The human and animal costs of India's unregulated coal industry
- Published
India is one of the largest producers of coal in the world and more than half of its commercial energy needs are met by coal.
But unregulated mining has caused serious health and environmental issues, and led to growing conflicts between elephants and humans.
In the coal-rich central state of Chhattisgarh, for example, fly ash has caused respiratory problems and serious illnesses like tuberculosis among people, but their troubles don't end there.
Forests are being cleared for coal mining and wild elephants are entering villages in search of food and attacking people.
Photojournalist Subrata Biswas has documented the fallout of India's dependence on coal.
"As thousands of acres of forest land are destroyed to mining, foraging elephants attracted by the crops in the fields often enter villages, resulting in an alarmingly high number of human-elephant conflict situations," says Biswas.
Officials estimate elephants have been responsible for 8,657 incidents of property damage and 99,152 incidents of crop damage in Chhattisgarh between 2005 and 2014.
"We were sleeping when the elephants broke into our room. Somehow we managed to escape but I fractured my left leg when a large part of the wall fell on my leg. My husband saved my life," says Rujri Khalkho, 70, whose home was damaged by a herd of wild elephants almost a year ago.
A compensation of 10,000 rupees ($149; £114) has not been enough to repair her house or pay for her medical care.
Deaths of elephants due to electrocution have become common in the state.
In Dharamjaigarh, the most affected area, officials have recorded 30 elephant and 75 human deaths so far.
In 2009, Kanti Bai Sau, 40, lost her home and farm to an open-cast coal mine.
She was promised compensation of 200,000 rupees ($2,980; £2,290) and a job to a family member, but received neither. Her son died last year of respiratory complications.
"There is no fresh air to breath, fresh water to drink. Coal has usurped everything here."
"We lived next to this mine for almost 10 years and watched helplessly as our wells went dry, forests disappeared and fields become unproductive," says Girja Bai Chauhan.
"We have lost almost eight acres of our fields to the mine and authorities haven't fulfilled a single promise they made while acquiring land.
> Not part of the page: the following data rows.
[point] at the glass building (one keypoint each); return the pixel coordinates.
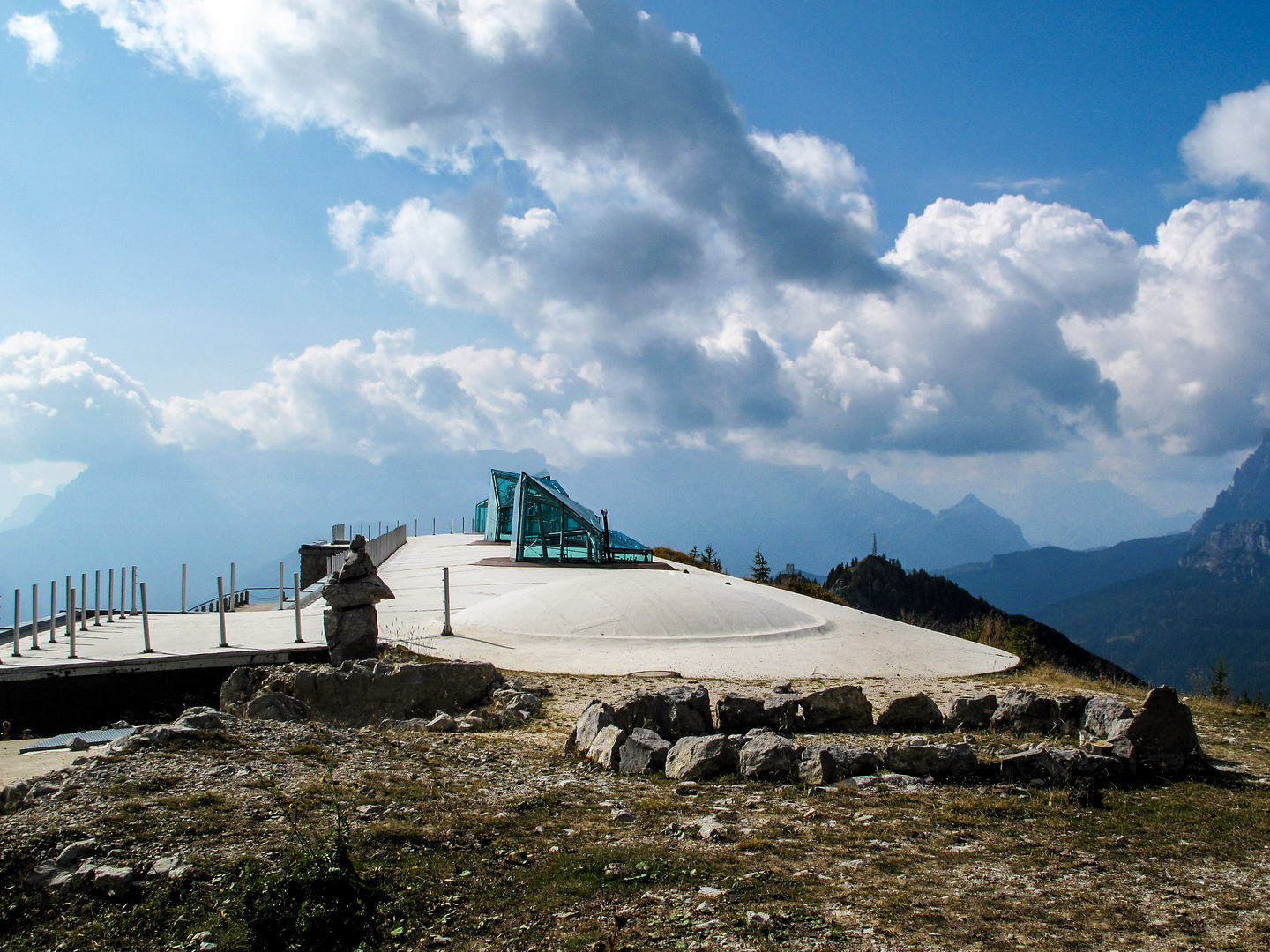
(544, 524)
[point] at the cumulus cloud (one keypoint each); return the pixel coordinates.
(1232, 140)
(60, 401)
(678, 276)
(40, 37)
(1191, 357)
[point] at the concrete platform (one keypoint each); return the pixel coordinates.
(569, 620)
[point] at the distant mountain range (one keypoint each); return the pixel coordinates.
(1168, 607)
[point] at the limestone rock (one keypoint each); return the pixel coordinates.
(677, 711)
(591, 721)
(274, 706)
(915, 711)
(830, 763)
(781, 714)
(1102, 714)
(352, 634)
(701, 758)
(606, 747)
(768, 756)
(1027, 712)
(1162, 735)
(970, 711)
(938, 761)
(363, 693)
(1035, 767)
(842, 707)
(738, 714)
(644, 752)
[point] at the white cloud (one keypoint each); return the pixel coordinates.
(675, 271)
(1232, 140)
(40, 36)
(60, 401)
(1191, 357)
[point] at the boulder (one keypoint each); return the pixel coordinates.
(677, 711)
(1162, 736)
(644, 752)
(1102, 714)
(1027, 712)
(915, 711)
(768, 756)
(842, 707)
(1071, 711)
(606, 747)
(276, 706)
(594, 718)
(701, 758)
(363, 693)
(1036, 767)
(970, 711)
(830, 763)
(738, 714)
(781, 714)
(938, 761)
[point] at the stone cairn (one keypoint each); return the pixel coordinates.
(352, 623)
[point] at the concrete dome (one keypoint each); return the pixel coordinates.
(639, 605)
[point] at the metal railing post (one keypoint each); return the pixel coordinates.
(295, 577)
(145, 621)
(444, 585)
(34, 617)
(220, 606)
(70, 611)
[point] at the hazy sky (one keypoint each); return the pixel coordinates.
(964, 247)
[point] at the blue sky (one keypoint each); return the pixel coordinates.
(594, 258)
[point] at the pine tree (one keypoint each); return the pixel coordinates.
(758, 569)
(709, 559)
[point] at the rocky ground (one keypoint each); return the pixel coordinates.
(498, 841)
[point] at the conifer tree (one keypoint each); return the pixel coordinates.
(758, 569)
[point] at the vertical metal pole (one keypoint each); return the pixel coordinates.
(145, 621)
(220, 606)
(444, 585)
(70, 612)
(295, 577)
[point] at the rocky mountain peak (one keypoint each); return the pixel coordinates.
(1233, 550)
(1246, 498)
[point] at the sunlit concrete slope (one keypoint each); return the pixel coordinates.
(616, 621)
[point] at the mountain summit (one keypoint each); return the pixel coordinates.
(1246, 498)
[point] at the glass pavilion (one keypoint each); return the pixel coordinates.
(544, 524)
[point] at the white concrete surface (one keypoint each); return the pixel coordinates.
(617, 621)
(554, 619)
They sent us into a dark future and unhealthy environment to live and breathe in."
Pipelines carry fly ash slurry from a local thermal power power plant in Korba to a fly ash pond.
Environment activists say that every year approximately 50 million tonnes of fly ash is generated by power plants in Chhattishgarh but not even the half of this amount have been reutilized to reduce the pollution from fly ash.
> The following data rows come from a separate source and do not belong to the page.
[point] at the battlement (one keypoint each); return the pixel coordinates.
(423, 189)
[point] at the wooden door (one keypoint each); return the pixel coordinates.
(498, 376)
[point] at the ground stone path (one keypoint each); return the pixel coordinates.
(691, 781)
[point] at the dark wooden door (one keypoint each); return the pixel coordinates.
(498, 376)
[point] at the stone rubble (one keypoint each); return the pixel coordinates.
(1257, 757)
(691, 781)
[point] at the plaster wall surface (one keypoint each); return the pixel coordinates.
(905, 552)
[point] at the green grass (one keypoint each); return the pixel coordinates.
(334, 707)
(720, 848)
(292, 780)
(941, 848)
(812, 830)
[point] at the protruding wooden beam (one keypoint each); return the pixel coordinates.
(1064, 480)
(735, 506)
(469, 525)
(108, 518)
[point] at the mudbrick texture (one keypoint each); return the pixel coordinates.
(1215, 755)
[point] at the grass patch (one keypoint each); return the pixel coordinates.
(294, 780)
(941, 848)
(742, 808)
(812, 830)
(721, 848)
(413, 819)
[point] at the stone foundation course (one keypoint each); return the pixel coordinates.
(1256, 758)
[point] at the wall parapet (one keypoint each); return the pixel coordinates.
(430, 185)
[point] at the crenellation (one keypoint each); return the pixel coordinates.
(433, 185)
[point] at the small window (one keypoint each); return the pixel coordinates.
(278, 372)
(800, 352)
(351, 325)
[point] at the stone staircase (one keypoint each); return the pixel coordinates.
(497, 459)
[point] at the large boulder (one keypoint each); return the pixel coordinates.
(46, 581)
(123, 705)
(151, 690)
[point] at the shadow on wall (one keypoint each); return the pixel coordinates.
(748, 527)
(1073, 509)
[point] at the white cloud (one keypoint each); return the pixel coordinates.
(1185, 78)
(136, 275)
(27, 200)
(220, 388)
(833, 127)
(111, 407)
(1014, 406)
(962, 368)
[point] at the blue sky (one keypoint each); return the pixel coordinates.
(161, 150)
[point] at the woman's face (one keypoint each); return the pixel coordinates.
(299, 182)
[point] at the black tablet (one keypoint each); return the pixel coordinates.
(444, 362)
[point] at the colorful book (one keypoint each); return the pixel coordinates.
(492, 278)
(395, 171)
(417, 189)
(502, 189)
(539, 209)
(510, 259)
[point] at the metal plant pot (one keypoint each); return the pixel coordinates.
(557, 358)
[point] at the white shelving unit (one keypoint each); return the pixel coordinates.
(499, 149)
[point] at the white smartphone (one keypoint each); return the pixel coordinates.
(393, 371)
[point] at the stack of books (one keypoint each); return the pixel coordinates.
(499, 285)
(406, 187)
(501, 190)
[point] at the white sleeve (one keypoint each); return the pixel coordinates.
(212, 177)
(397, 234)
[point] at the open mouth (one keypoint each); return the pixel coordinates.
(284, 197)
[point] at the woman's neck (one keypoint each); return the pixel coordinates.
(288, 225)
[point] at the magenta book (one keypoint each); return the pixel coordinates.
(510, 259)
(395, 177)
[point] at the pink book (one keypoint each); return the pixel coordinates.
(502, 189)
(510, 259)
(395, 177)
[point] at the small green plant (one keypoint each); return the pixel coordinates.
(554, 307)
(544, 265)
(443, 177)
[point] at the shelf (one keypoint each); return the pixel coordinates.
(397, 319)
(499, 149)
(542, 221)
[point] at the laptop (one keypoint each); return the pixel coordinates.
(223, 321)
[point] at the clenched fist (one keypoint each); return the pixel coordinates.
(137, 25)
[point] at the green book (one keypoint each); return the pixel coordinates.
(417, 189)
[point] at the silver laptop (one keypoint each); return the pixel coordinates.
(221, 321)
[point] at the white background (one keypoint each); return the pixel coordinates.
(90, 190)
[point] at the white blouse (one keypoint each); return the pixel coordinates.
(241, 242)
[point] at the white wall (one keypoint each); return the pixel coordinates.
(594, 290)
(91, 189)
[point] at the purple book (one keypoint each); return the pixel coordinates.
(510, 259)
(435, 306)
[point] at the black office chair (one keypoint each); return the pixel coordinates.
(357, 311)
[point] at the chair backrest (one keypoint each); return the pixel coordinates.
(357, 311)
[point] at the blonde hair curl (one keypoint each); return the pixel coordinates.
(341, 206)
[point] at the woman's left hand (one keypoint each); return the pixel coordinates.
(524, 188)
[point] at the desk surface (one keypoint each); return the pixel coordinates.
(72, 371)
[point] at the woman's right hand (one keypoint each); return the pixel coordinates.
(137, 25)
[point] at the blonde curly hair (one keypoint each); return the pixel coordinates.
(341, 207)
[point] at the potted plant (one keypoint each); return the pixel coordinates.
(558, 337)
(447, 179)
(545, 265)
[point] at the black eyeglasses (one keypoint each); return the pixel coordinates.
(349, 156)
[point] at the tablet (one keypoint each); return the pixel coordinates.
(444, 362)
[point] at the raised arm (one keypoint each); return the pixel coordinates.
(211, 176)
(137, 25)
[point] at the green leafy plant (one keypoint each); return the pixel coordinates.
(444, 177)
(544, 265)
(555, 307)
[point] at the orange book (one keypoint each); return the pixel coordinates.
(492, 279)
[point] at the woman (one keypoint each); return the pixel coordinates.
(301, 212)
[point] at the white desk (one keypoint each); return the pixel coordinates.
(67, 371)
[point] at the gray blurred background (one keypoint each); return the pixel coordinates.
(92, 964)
Fly ash is known to contain trace elements such as arsenic, barium and mercury among others, and unlined ponds like this could be polluting groundwater by leaching.
"The ash is everywhere. When the wind blows, everything is coated with a layer of white grey ash. The road, ponds, our houses, sometimes even our spectacles get coated with a fine layer of the ash," says Biswas.
Rohit Rathia, 55, suffers from tuberculosis.
He lives in a village next to an open cast mine where lung diseases such as coal workers' pneumoconiosis (CWP), silicosis and tuberculosis have become common ailments.